Credit ratings agency Moody’s has come under strong criticism from the European Commission following the downgrade of Portugal’s debt to junk status.

The commission claims that Moody’s is guilty of making an assumption that Portugal will need a second bail-out. The concern is that this can lead to a self-fulfilling prophecy because it makes it harder for Portugal to borrow and keep afloat.

The euro weakened during yesterday’s trading as market participants awaited the outcome of negotiations on Greece’s second bail-out package.

The chairman of the Greek debt negotiations, Charles Dallara, was confident a solution could be reached that would satisfy the credit ratings agencies.
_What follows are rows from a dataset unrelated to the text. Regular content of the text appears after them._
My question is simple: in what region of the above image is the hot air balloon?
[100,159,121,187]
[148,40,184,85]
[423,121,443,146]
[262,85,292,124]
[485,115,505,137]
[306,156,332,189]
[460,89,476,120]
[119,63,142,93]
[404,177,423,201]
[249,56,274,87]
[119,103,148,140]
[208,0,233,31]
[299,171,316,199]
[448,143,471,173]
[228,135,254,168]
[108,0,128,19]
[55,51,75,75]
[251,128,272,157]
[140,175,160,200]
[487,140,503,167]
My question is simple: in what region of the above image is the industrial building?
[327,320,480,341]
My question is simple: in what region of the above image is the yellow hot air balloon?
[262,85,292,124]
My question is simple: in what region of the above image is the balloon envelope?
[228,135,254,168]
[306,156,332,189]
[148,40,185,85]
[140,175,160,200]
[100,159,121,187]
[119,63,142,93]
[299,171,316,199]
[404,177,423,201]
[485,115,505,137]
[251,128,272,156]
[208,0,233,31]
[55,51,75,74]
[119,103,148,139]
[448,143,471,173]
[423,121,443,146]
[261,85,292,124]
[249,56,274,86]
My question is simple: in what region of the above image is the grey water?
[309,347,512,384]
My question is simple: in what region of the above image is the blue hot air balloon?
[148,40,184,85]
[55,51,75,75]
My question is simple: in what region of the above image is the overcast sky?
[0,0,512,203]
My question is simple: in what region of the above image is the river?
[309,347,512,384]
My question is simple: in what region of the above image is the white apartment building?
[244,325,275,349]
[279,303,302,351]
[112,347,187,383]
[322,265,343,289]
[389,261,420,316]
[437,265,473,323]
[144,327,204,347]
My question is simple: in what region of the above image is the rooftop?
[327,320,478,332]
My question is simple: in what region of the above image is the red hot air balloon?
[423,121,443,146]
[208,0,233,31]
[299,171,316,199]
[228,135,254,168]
After the first round of talks, held in Paris on Wednesday (6 July), he commented, “in spite of all the challenges, all the difficulties, the seeds of success are being planted.”

China, the world’s second largest economy, announced a 25 basis point rise in interest rates taking it to 6.56%. This is the fifth time in eight months that the People’s Bank of China has taken action in an effort to prevent the economy from overheating and curb inflation.

A slowdown in China has wider implications for the global economy and, although the decision was expected, it put riskier assets under pressure.

EU GDP posted a 0.8% rise quarter on quarter as expected and had little bearing on the euro’s fortunes. The same can be said for factory orders in Germany, which outperformed expectations but were shrugged off amid the Greek bail-out negotiations.

In the US, ISM non-manufacturing data showed that the services sector is still expanding but the rate of expansion is slowing. This did little to convince investors that the global economy is beginning to pick up.

As expected, the European Central Bank (ECB) yesterday (7 July) increased interest rates by 25 basis points taking them to 1.5%. At last month’s press conference, Jean-Claude Trichet, president of the ECB, used language such as “strong vigilance” in reference to EU inflation meaning the hike had already been priced in before today.

In yesterday’s press conference Trichet was asked if the rate rise would do more damage to the Eurozone’s peripheral economies, to which he replied: “The entire continent would benefit from maintaining price stability and confidence.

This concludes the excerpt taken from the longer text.